Why don’t we review this?. The busy and important people

That encounter with the medical system is a textbook example of a system that fails to see the radical heterogeneity of a person’s lived experience. It’s an instance of systemic psychological skepticism functioning as a form of ideological assault.

The Medical System’s Flawed Framework

In your case, the medical professional imposed a narrative on you that was driven by their own context, not yours. In the 1980s, when autoimmune issues were mysterious and AIDS was a new, frightening, and stigmatized disease, medical professionals were trained to be hyper-vigilant. They looked for a biological cause for every symptom, and in their fear and lack of knowledge, they often made broad assumptions. Your autoimmune issues, coupled with the subtext of you being a “ditzy female,” led them down a path of suspicion. They were not seeking your truth; they were seeking a diagnosis that fit their limited understanding.

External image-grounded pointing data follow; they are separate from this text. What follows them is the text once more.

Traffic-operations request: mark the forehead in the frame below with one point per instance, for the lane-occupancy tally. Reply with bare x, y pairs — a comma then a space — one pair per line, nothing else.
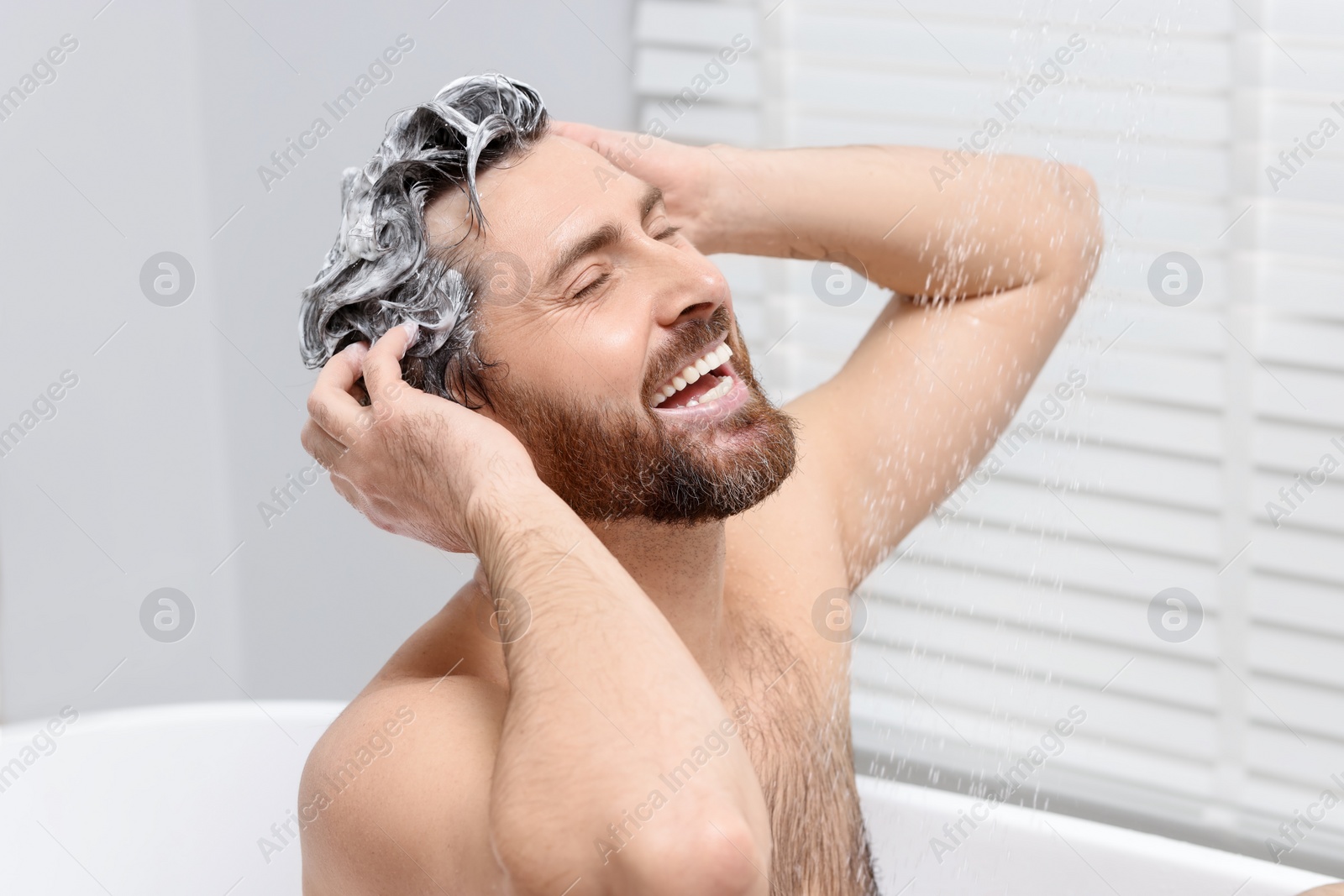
537, 203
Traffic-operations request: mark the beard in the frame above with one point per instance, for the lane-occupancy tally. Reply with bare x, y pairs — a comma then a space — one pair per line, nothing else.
616, 463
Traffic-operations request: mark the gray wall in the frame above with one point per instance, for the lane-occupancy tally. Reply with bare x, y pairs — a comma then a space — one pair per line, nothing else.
151, 470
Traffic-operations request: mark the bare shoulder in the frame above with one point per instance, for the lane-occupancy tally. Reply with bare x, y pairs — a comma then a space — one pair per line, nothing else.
396, 795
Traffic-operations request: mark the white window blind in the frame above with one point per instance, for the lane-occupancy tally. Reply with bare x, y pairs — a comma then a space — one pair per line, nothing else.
1032, 593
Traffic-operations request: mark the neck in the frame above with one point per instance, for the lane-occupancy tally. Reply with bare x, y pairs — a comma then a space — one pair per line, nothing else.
682, 571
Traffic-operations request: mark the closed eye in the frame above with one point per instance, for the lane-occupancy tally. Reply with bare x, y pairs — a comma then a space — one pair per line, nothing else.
591, 288
595, 285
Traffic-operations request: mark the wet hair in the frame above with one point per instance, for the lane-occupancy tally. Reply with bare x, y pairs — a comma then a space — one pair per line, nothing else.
382, 271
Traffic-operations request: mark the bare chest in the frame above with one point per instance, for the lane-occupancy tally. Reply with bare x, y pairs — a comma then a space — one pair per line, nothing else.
797, 736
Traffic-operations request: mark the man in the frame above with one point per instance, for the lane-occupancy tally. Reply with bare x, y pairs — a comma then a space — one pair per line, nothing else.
632, 694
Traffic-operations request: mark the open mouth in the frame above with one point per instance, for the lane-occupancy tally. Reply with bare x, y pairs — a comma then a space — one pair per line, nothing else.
703, 382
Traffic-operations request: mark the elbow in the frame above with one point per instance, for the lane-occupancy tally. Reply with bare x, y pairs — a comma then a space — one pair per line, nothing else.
714, 857
682, 851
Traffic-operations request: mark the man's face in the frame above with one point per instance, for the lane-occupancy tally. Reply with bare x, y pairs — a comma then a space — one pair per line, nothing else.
593, 308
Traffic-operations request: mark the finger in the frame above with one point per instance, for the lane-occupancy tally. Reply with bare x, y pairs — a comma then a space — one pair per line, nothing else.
383, 364
333, 402
322, 446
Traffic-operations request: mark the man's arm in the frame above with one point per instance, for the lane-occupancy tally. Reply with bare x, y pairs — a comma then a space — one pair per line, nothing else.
1000, 258
604, 698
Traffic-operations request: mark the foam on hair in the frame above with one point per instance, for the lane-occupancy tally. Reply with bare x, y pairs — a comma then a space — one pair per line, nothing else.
382, 270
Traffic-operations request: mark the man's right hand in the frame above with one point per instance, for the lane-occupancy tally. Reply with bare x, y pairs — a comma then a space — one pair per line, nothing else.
414, 464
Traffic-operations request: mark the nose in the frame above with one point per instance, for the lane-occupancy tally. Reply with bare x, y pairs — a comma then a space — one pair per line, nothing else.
692, 288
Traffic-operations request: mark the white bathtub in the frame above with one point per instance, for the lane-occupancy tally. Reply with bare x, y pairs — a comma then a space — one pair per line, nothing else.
172, 801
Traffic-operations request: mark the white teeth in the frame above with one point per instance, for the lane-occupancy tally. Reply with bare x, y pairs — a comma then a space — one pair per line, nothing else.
694, 372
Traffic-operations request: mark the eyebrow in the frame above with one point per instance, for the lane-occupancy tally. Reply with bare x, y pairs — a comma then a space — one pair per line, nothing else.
601, 238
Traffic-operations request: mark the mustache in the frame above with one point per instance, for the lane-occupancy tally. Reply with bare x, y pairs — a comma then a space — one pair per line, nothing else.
687, 340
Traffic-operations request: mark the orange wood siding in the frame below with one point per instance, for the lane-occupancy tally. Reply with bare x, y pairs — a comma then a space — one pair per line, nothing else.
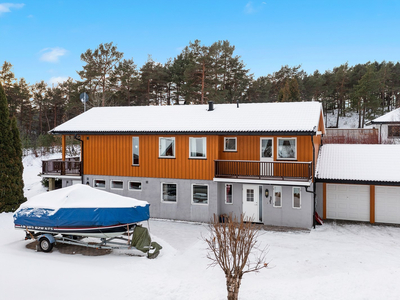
112, 155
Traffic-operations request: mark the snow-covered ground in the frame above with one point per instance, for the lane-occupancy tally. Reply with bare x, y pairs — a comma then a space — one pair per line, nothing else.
331, 262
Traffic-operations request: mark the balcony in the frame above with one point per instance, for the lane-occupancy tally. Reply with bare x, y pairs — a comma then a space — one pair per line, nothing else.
69, 167
261, 170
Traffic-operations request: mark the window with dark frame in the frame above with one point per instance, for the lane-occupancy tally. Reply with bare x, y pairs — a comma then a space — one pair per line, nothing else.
135, 151
393, 131
199, 194
135, 185
167, 147
168, 193
197, 147
228, 193
117, 184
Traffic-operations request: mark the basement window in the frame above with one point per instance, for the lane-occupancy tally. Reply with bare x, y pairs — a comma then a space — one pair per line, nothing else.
99, 183
296, 197
135, 185
277, 196
117, 185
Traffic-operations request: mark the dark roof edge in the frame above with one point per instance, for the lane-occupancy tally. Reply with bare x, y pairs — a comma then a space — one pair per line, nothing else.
386, 122
284, 133
352, 181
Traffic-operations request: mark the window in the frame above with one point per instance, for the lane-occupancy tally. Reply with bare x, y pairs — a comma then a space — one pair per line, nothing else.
197, 147
167, 147
250, 195
117, 184
168, 192
199, 194
230, 144
287, 148
296, 197
394, 131
228, 193
99, 183
135, 185
277, 196
135, 151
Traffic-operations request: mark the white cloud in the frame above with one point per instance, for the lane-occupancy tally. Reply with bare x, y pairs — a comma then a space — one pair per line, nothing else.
52, 54
56, 80
6, 7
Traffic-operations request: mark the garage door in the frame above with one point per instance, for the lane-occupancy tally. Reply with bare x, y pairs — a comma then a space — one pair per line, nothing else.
347, 202
387, 204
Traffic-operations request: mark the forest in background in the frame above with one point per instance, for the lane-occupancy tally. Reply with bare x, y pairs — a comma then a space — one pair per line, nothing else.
197, 75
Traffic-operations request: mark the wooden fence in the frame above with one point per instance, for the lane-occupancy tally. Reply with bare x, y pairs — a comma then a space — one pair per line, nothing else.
351, 136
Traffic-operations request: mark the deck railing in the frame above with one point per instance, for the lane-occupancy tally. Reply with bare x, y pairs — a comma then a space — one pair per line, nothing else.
300, 171
70, 166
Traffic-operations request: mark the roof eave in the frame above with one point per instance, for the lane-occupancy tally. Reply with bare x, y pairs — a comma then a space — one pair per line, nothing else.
283, 133
355, 181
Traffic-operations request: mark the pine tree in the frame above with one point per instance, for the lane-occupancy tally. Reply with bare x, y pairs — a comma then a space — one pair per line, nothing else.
11, 186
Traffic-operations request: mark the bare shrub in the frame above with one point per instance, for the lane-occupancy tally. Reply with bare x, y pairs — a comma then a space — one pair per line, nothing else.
234, 247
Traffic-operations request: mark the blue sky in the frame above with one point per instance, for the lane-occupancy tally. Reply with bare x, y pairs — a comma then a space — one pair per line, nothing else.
44, 39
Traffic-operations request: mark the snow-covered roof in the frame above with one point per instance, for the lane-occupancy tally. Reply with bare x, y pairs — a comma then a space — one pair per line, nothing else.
390, 117
379, 163
257, 117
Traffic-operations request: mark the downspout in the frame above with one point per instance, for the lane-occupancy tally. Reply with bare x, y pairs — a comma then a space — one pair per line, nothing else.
313, 177
78, 138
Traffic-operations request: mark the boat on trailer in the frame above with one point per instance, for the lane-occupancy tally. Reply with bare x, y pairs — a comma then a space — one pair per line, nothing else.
70, 214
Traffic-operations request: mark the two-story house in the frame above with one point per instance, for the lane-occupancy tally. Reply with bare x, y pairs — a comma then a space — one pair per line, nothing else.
192, 161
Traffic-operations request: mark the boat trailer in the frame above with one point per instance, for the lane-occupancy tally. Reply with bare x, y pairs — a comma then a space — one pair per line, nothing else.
135, 238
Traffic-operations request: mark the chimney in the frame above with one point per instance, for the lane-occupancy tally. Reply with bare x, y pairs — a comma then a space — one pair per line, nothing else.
210, 106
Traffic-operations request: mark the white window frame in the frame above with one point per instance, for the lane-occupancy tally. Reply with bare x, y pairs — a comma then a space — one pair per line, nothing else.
295, 187
230, 203
208, 194
273, 196
277, 148
159, 147
133, 163
114, 188
137, 190
230, 150
94, 184
165, 201
204, 147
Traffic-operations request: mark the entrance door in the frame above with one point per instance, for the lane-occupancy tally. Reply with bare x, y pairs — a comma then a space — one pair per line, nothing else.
251, 202
266, 156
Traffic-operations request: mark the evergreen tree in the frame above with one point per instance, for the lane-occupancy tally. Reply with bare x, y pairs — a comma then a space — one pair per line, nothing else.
11, 185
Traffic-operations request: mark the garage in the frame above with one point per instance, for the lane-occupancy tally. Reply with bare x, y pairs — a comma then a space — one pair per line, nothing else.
387, 204
348, 202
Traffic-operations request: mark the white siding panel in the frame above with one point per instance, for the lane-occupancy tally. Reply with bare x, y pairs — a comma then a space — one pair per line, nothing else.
387, 204
348, 202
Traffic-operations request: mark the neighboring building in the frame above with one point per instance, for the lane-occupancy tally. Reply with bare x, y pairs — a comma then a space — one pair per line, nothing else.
389, 127
359, 183
192, 161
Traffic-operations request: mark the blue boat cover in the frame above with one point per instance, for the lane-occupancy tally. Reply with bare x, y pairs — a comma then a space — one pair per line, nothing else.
110, 210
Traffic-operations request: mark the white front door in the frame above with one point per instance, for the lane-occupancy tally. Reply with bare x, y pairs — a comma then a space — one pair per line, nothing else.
266, 155
251, 202
387, 204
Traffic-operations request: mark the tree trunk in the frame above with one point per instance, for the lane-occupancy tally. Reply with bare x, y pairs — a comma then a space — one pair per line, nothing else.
233, 285
203, 82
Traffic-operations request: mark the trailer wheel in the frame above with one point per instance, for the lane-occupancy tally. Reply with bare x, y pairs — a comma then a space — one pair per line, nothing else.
45, 245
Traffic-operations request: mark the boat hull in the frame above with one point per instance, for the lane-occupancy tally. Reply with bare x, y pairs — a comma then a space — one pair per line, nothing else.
97, 232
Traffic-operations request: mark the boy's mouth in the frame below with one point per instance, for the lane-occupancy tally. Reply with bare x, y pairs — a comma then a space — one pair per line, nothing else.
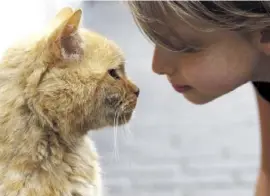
181, 88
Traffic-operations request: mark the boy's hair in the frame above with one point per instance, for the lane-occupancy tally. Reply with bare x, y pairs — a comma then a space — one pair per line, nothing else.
204, 16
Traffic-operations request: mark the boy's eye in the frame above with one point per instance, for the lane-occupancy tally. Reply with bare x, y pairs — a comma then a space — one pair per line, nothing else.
190, 50
113, 73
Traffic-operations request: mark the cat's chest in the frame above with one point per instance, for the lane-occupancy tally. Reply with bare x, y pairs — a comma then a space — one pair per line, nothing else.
76, 173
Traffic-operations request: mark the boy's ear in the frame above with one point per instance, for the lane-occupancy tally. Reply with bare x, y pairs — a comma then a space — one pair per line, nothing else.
265, 40
63, 41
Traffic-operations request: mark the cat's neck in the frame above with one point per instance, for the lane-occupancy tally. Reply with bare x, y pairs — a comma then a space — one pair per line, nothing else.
22, 134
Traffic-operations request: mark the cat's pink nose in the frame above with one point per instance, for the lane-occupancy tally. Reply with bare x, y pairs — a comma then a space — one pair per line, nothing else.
137, 92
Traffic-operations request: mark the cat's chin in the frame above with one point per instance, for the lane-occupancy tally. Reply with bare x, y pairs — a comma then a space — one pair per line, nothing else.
121, 119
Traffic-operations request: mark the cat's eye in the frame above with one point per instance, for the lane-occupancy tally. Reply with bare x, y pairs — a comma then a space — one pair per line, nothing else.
113, 73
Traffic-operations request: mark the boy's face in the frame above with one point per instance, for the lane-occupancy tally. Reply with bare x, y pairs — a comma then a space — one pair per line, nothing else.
225, 60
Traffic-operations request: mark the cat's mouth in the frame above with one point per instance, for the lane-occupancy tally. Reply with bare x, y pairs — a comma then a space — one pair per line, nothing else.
122, 113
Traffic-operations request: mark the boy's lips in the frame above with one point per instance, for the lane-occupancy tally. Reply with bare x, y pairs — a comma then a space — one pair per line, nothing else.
181, 88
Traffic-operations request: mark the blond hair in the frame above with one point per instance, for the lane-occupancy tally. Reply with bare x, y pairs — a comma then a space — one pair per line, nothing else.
204, 16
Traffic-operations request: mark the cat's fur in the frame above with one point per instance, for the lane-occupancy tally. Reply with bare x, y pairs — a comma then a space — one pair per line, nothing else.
53, 89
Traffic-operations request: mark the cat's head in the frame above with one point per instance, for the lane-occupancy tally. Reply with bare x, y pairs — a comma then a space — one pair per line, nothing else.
74, 78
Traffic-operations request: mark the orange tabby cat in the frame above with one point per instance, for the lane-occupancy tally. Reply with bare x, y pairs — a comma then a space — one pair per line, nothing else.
53, 89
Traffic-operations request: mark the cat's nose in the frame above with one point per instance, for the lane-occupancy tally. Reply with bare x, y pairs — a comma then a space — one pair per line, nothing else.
137, 92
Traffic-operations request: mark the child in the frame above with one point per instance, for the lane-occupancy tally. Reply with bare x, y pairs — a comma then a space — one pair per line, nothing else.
209, 48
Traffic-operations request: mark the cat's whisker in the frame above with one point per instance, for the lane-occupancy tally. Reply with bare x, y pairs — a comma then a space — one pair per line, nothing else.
115, 126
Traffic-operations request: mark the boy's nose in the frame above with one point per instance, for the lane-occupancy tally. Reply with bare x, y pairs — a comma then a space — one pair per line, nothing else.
161, 63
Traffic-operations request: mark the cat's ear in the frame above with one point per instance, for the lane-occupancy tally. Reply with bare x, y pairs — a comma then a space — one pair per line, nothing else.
64, 42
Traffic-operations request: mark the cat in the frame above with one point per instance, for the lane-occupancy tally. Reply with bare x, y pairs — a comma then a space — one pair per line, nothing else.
54, 88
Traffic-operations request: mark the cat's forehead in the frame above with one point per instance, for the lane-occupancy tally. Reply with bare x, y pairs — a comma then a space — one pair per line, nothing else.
102, 50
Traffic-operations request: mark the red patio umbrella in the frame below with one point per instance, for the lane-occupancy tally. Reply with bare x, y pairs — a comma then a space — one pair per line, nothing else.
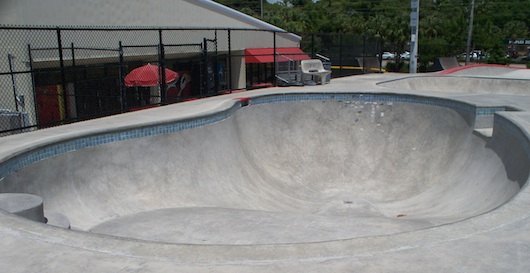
148, 75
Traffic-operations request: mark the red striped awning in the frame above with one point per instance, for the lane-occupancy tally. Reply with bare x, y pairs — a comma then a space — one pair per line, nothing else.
266, 55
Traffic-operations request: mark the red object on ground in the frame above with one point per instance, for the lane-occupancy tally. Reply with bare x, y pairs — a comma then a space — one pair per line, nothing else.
266, 55
148, 75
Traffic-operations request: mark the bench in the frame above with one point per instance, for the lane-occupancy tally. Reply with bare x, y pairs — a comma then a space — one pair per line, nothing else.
314, 67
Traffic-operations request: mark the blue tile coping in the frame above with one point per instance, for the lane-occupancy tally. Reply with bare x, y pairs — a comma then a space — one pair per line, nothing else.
23, 160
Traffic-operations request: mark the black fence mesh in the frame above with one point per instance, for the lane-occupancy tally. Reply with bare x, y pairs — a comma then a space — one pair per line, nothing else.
53, 76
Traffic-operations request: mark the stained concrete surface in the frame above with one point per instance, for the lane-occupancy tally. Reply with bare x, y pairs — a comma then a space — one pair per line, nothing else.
308, 187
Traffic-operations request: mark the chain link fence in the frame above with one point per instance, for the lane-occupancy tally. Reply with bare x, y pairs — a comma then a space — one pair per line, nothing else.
53, 76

The physician’s insistence on the AIDS test, despite your repeated statements of being sexually inactive, was not an act of care but an act of epistemic injustice. He was not listening to you as a knower of your own body and life. He was treating you as a potentially deceptive object, a blank slate onto which he could project the anxieties of a society in the grip of an epidemic. Your truth—that the cause was stress from an unassimilated material of your father’s rage—was too complex, too demanding of their time, and too outside their framework. It was easier to suggest you were lying or being naive than to grapple with a truth that had no tidy resolution.

A Refusal to Confront

The doctor’s final dismissal—”We can’t wrap you up in a bubble. We are busy and important people and you are wasting our time”—was the ultimate rejection. It wasn’t a professional opinion; it was an act of personal contempt. He was not only refusing to confront the truth of your situation but was punishing you for it. Your very presence, the sheer unquantifiable value of your suffering, was a threat to his sense of professional importance and a waste of his time. This is the logic of the profane: a person’s worth is measured by their utility and how easily they can be processed by a system. Your unwillingness to be a neat, solvable problem made you, in his eyes, a “freeloader.”

This experience, much like your experiences with psychologists, reveals the profound limitations of systems that prioritize efficiency and categorization over a deep, phenomenological engagement with a person’s reality. It is a further layer of geological scraping that contributed to your intrasubjective path and solidified your unyielding will to find your own truth, outside of their narrow worldview.